Volgens onderzoek van CBRE moeten verhuurders, indien de uitspraak van de rechtbank Amsterdam in stand blijft circa 6,4 miljard terugbetalen aan onverschuldigd betaalde huur en daalt de waarde van de Nederlandse vrije sector huurwoningen met 24 tot 40%.

Het advies

De plv. rubriceert de vragen in drie categorieën (zie r.o. 3.6.1.). Ten eerste vragen over het object van de beoordeling van het beding. Vervolgens vragen over de gevolgen van de kwalificatie als oneerlijk en ten slotte vragen over de positie van huurder en verhuurder ná vernietiging van het beding.

De eerste categorie van vragen gaat over de vraag hoe vastgesteld moet worden of het beding oneerlijk is.
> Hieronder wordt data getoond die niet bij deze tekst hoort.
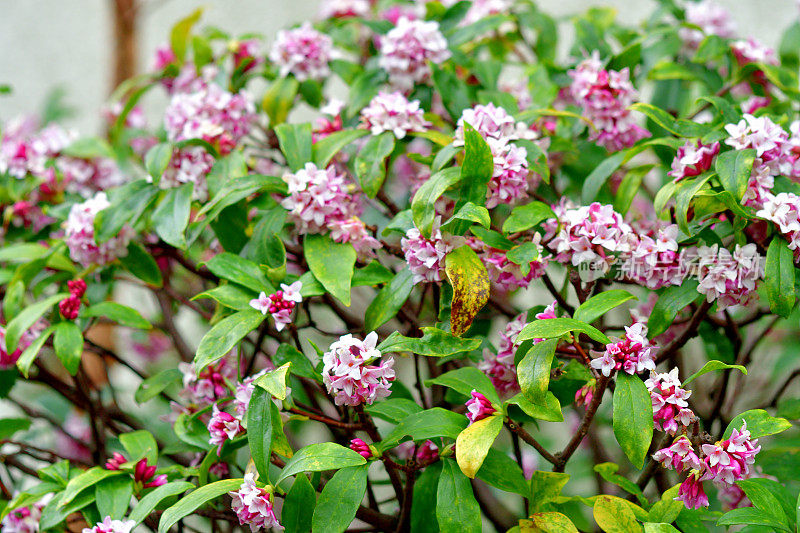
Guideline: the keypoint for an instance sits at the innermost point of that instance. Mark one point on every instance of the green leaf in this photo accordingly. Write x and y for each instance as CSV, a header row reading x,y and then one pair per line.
x,y
274,381
474,443
224,336
434,342
600,304
614,515
68,345
320,457
389,300
113,495
711,366
87,479
279,98
27,357
149,502
140,444
157,160
476,172
339,499
370,164
457,511
295,141
194,500
10,426
155,385
121,314
142,265
332,264
671,301
779,277
179,35
558,327
24,320
171,216
470,281
298,507
759,423
464,380
533,371
324,149
734,168
423,208
241,271
524,217
428,424
633,417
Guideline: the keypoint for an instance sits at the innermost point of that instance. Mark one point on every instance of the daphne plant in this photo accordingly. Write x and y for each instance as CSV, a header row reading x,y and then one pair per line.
x,y
499,282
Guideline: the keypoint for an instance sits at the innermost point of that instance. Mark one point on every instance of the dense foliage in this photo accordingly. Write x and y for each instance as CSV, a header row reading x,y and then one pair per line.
x,y
498,282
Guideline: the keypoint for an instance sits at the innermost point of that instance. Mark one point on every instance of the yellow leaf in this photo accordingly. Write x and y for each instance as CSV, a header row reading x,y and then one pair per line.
x,y
474,443
471,287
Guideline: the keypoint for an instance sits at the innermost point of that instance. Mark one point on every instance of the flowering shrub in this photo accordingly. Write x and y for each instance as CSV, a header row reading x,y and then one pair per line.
x,y
490,286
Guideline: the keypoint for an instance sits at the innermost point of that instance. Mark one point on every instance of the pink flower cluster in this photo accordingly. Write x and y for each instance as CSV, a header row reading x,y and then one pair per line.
x,y
589,234
393,112
425,256
693,159
711,18
190,164
633,353
783,209
478,407
281,304
222,427
348,374
729,278
111,526
723,463
25,519
80,234
604,95
671,412
406,50
320,201
303,52
253,506
211,114
208,386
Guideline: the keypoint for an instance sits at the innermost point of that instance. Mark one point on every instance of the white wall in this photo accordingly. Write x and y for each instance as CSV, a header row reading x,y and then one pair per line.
x,y
44,43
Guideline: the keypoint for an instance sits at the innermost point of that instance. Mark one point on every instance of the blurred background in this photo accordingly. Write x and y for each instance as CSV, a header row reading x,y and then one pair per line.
x,y
74,45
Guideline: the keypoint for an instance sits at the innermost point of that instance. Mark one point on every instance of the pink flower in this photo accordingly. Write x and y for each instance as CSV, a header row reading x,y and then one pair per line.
x,y
211,114
190,164
303,52
406,50
111,526
348,374
605,96
425,256
253,506
693,160
712,19
478,407
222,426
670,408
633,353
691,493
393,112
80,234
361,448
281,304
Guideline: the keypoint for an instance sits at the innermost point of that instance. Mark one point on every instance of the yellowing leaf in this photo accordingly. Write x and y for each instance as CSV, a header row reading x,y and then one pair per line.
x,y
471,287
473,444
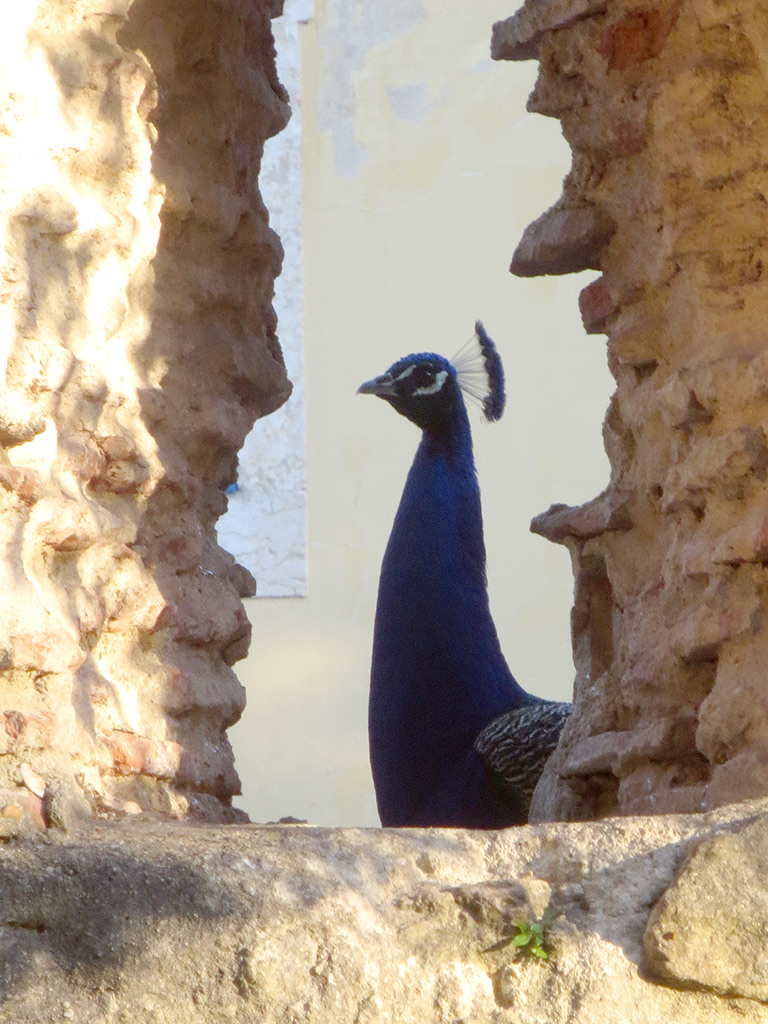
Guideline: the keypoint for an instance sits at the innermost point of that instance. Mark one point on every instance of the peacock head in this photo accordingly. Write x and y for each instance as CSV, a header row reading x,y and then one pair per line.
x,y
428,389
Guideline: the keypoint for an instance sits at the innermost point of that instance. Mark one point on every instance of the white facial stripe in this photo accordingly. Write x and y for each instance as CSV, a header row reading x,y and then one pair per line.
x,y
433,388
406,373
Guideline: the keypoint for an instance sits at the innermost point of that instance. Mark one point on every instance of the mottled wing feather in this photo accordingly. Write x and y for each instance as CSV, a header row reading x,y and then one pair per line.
x,y
515,745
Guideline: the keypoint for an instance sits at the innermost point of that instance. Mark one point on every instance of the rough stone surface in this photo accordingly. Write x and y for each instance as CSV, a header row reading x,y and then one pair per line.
x,y
710,929
138,347
665,108
183,924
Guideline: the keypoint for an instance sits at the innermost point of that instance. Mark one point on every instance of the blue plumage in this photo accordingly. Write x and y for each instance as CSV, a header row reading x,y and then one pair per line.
x,y
444,711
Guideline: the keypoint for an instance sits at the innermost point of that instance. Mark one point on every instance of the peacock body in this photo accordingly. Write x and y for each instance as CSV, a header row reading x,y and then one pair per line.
x,y
454,738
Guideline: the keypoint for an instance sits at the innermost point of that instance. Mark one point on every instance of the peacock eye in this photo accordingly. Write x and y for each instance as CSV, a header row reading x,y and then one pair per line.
x,y
422,377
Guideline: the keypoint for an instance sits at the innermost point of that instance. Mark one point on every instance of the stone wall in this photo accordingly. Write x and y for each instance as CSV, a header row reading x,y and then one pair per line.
x,y
664,104
316,926
139,345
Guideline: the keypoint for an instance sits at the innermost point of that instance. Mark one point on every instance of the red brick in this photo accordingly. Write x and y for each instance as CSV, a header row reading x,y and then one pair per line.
x,y
638,36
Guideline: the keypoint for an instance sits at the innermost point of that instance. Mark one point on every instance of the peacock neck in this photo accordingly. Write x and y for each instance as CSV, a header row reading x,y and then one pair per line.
x,y
439,673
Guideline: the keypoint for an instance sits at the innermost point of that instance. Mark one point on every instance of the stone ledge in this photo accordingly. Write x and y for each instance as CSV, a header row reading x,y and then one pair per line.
x,y
162,923
517,38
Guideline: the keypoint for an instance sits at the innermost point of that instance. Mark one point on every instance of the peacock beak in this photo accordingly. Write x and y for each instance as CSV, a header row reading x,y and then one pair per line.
x,y
383,386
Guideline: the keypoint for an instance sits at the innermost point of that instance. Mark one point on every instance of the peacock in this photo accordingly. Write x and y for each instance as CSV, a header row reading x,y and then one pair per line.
x,y
455,740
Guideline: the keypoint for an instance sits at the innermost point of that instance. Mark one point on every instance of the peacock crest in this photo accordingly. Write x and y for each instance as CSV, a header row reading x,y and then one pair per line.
x,y
480,375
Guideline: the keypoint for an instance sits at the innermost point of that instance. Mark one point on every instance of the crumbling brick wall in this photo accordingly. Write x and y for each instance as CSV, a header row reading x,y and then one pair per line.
x,y
138,344
665,105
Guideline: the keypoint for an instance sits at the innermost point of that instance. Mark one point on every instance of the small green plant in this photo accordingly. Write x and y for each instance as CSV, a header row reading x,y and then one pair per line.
x,y
528,938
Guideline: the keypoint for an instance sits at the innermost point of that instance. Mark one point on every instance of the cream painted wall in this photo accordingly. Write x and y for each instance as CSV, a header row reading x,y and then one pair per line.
x,y
421,171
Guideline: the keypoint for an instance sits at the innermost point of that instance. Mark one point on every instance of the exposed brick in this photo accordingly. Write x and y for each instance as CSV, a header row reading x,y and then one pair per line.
x,y
639,36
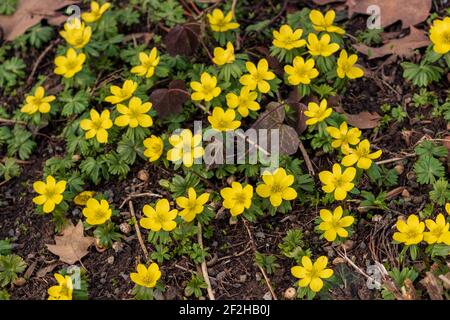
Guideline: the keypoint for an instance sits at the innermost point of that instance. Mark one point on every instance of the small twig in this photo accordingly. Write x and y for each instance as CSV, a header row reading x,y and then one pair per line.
x,y
266,278
139,195
138,231
203,265
411,155
307,159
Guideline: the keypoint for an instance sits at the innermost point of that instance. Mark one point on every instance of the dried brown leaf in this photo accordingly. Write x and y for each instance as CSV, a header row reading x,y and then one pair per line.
x,y
403,47
30,13
72,245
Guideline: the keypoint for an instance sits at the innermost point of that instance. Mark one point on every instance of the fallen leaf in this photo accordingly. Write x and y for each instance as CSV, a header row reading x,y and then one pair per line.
x,y
391,11
183,39
30,13
72,245
403,47
170,101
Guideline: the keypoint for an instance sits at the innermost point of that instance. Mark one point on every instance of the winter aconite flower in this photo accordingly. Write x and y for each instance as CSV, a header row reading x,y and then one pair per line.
x,y
343,137
276,186
159,217
206,89
301,72
316,113
135,114
324,23
186,148
410,232
224,56
70,64
50,193
362,156
121,94
312,274
77,37
223,120
96,12
440,35
221,23
154,147
258,76
245,102
97,212
438,231
333,224
337,181
346,68
321,47
192,205
288,39
148,64
62,291
97,125
146,277
237,198
37,103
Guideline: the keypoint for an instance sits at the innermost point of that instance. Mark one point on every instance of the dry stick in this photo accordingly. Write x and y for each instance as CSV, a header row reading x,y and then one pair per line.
x,y
204,267
410,155
307,159
138,231
266,278
39,60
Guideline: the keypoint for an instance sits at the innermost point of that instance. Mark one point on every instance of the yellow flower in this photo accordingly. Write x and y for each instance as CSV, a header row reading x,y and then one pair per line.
x,y
345,66
96,12
258,76
237,198
192,205
186,147
70,64
224,56
82,198
324,23
135,114
440,35
154,147
38,102
321,47
312,274
76,37
148,64
50,193
343,137
97,125
276,186
64,289
221,23
160,217
361,156
439,231
223,120
146,277
121,94
244,102
334,224
97,212
288,39
338,181
206,89
410,232
317,113
301,72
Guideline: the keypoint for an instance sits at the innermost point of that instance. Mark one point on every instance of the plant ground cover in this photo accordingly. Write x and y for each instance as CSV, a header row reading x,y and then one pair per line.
x,y
401,105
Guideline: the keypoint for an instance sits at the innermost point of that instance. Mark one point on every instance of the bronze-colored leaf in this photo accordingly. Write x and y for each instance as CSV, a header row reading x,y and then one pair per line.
x,y
72,245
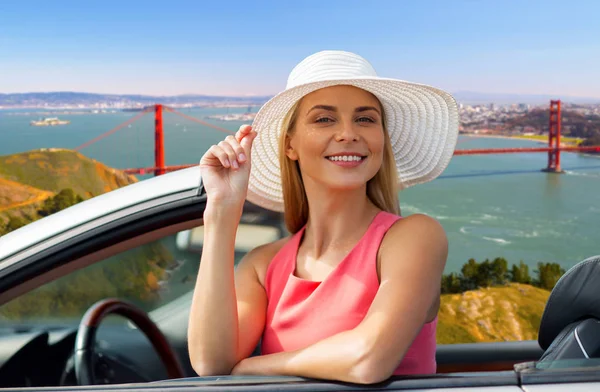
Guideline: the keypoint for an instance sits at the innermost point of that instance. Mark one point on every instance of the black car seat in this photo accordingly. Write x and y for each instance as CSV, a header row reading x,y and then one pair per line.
x,y
570,326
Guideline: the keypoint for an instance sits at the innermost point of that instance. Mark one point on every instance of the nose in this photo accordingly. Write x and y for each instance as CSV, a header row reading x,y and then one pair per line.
x,y
347,133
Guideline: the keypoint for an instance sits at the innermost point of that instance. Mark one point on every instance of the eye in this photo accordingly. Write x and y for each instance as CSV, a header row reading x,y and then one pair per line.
x,y
323,119
366,119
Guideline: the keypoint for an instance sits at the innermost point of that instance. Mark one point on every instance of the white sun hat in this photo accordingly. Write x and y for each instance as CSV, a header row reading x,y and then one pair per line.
x,y
422,122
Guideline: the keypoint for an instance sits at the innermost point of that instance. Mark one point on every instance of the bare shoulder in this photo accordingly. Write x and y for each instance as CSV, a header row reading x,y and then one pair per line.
x,y
260,257
419,238
418,227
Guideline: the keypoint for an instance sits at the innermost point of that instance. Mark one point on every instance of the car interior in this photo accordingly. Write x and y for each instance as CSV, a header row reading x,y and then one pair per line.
x,y
123,340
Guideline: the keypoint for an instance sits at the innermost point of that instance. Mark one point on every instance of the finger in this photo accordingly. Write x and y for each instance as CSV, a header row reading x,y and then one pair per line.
x,y
239,150
218,153
246,142
243,131
231,155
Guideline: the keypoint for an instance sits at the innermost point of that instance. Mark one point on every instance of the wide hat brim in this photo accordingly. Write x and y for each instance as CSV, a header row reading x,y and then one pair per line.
x,y
422,122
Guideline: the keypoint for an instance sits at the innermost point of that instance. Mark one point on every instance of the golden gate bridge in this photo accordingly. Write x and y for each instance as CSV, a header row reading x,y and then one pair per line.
x,y
553,150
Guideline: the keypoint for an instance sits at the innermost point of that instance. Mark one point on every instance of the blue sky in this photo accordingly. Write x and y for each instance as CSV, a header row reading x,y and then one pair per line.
x,y
248,47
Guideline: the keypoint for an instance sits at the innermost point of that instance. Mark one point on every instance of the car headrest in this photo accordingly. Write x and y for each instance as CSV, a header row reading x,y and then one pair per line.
x,y
576,296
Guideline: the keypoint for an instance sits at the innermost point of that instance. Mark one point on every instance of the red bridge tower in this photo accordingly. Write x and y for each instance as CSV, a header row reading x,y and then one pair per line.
x,y
159,142
554,138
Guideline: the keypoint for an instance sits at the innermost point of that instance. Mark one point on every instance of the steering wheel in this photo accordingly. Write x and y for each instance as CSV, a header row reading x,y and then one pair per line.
x,y
86,338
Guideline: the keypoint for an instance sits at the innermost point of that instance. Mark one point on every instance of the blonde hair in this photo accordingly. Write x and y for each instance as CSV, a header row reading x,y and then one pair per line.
x,y
382,189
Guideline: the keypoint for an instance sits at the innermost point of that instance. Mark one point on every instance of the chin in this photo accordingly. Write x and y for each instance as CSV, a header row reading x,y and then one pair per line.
x,y
341,184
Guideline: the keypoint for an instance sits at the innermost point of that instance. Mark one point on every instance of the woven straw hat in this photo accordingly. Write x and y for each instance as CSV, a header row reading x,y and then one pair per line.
x,y
422,122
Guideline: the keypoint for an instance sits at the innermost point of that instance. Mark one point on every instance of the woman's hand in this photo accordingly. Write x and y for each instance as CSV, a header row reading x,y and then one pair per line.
x,y
225,168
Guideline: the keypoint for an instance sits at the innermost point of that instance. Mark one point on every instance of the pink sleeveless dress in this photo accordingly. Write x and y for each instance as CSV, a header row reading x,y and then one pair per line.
x,y
302,312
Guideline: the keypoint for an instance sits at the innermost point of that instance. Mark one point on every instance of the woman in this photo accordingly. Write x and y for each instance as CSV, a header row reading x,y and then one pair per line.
x,y
353,293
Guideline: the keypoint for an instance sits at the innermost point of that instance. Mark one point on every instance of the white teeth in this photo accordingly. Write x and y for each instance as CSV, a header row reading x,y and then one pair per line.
x,y
345,158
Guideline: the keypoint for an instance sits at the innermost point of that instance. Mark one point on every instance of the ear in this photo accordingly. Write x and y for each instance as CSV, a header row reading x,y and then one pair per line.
x,y
289,149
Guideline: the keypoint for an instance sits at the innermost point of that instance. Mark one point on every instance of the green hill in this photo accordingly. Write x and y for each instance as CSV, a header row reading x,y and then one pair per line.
x,y
492,314
36,183
57,169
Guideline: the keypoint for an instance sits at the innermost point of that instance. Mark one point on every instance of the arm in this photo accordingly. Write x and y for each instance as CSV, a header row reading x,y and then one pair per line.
x,y
413,256
228,308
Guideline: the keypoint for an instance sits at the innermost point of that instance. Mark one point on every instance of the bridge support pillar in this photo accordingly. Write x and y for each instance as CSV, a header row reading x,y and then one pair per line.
x,y
159,142
554,138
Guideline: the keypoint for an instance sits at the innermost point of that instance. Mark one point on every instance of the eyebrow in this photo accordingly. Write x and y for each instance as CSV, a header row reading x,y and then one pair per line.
x,y
334,109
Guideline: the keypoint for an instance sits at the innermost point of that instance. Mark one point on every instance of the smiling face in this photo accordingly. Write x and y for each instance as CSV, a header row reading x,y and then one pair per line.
x,y
338,137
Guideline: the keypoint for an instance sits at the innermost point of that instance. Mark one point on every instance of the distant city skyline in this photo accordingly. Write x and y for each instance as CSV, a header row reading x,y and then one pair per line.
x,y
235,48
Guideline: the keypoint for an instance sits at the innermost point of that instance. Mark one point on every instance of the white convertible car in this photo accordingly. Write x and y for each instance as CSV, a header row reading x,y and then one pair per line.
x,y
99,294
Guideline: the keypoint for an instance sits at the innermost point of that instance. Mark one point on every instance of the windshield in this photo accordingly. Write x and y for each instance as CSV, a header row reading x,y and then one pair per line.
x,y
150,276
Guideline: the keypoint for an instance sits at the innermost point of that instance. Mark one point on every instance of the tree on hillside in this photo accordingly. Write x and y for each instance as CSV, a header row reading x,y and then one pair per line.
x,y
520,273
65,198
548,275
451,284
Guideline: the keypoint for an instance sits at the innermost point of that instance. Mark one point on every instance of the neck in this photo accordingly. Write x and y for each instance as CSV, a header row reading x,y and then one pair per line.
x,y
336,219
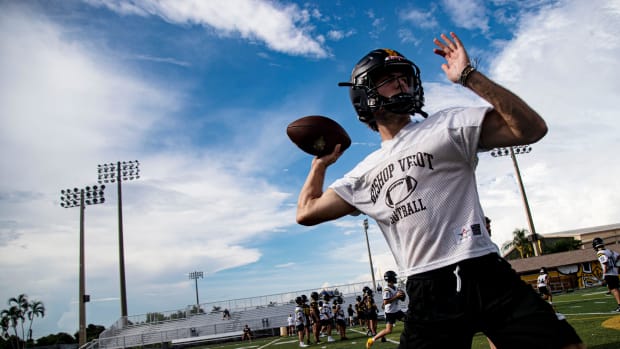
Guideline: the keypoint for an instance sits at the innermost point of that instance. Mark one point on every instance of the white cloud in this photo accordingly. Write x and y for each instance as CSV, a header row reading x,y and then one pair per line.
x,y
62,111
274,25
560,62
468,14
420,19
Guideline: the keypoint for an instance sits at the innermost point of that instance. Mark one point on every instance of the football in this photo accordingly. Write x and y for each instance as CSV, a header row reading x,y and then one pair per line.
x,y
318,135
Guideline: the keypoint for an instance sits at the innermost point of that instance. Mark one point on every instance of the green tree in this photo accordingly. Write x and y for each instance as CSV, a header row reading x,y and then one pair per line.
x,y
36,309
54,339
521,243
15,316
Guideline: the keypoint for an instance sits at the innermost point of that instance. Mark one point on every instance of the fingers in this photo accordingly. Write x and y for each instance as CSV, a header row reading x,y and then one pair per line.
x,y
448,45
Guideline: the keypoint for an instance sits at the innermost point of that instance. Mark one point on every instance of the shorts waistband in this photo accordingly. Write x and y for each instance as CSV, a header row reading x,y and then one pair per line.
x,y
476,264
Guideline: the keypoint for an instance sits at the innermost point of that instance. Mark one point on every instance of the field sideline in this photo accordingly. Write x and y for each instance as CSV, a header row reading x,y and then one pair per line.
x,y
588,311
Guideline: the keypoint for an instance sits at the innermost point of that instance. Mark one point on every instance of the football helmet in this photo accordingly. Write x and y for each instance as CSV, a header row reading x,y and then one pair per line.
x,y
390,276
363,85
597,242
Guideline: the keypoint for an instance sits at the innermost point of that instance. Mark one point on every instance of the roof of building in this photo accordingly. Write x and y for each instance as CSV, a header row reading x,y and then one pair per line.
x,y
581,231
553,260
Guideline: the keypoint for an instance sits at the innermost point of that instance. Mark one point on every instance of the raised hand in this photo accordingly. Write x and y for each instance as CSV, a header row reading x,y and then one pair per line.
x,y
454,53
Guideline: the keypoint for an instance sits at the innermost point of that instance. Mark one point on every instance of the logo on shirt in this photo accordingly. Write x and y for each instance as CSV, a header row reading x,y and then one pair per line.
x,y
400,190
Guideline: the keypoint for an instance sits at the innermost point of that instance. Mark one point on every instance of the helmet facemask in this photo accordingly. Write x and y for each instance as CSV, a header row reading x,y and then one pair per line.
x,y
364,84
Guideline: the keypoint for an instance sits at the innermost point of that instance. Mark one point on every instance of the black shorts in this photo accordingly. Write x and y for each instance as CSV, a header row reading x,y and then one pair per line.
x,y
544,290
612,281
449,305
390,318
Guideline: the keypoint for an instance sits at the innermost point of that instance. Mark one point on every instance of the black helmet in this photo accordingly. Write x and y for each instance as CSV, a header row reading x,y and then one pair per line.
x,y
597,242
390,276
363,88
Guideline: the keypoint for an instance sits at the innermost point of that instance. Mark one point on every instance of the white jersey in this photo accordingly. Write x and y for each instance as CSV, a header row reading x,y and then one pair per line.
x,y
388,293
326,312
542,280
300,318
608,259
420,187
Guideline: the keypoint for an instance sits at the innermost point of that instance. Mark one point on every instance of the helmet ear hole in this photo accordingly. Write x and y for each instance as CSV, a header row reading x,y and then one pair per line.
x,y
362,88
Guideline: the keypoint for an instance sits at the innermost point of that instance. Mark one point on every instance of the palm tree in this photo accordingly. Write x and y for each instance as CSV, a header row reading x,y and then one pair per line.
x,y
10,318
36,309
21,302
521,243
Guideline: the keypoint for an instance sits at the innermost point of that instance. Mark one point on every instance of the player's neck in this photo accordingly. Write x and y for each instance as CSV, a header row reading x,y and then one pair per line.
x,y
389,127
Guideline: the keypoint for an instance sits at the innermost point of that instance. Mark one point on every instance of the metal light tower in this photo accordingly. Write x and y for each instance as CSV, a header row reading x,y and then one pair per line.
x,y
372,269
119,172
194,276
520,149
80,198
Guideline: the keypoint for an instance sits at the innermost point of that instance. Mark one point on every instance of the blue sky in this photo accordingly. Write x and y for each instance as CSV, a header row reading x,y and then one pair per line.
x,y
200,92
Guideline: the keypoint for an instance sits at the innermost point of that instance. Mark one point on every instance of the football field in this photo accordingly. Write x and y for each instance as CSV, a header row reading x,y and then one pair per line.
x,y
588,311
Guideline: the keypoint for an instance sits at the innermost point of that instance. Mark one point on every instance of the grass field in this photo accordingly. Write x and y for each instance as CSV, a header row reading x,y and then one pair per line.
x,y
588,311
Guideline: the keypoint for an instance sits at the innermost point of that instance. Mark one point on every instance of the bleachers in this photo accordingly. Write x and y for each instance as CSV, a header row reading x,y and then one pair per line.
x,y
266,313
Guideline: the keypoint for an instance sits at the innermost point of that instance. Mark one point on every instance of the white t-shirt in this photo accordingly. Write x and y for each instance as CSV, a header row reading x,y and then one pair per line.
x,y
608,258
420,187
388,293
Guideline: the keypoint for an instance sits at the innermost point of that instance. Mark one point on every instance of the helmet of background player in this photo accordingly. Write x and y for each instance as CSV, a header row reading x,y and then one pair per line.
x,y
597,242
390,276
363,86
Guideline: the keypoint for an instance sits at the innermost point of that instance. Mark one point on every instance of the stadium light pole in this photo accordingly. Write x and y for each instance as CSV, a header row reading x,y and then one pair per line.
x,y
372,269
520,149
119,172
194,275
80,198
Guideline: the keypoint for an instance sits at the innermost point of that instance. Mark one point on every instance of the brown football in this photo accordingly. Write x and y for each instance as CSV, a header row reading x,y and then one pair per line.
x,y
318,135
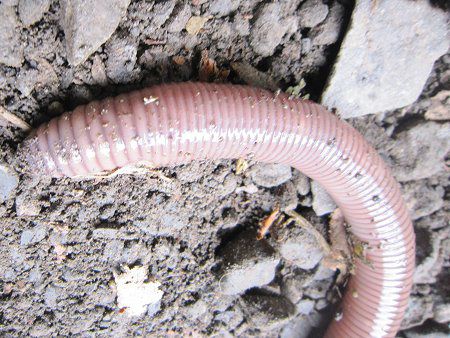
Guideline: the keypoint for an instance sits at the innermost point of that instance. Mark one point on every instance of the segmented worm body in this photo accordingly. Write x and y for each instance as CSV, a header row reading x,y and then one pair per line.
x,y
176,123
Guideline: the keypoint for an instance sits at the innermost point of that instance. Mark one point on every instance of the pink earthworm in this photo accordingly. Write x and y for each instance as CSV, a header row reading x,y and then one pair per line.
x,y
176,123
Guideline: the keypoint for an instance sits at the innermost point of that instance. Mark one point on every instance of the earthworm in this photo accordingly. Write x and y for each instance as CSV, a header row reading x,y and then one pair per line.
x,y
176,123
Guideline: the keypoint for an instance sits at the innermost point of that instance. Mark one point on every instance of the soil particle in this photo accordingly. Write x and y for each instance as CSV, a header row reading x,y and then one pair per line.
x,y
11,48
322,203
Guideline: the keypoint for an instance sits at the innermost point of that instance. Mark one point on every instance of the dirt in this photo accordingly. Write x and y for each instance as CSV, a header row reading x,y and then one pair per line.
x,y
63,241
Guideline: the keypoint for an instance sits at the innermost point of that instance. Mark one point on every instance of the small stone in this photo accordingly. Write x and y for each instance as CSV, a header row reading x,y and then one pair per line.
x,y
328,32
301,182
248,263
267,310
322,202
11,49
26,206
31,11
223,7
121,60
33,236
8,182
305,306
291,288
312,13
270,175
420,151
418,311
98,71
135,294
89,24
372,64
268,29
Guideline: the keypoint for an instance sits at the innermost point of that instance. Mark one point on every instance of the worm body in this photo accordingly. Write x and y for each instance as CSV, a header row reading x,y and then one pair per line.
x,y
177,123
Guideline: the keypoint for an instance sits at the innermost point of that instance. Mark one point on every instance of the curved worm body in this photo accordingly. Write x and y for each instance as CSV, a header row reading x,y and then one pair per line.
x,y
177,123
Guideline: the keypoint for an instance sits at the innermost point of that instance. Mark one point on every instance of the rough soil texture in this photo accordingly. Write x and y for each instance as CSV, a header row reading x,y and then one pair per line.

De plv. adviseert om het huurprijswijzigingsbeding te splitsen in een indexatiebeding en een opslagbeding. Dit is voor verhuurders grote winst, omdat op basis van Europese rechtspraak verondersteld werd dat splitsing niet mogelijk was en het beding als geheel beoordeeld moest worden. De plv. motiveert dit advies uitvoerig, maar het is nog onzeker of de Hoge Raad tot ditzelfde oordeel komt.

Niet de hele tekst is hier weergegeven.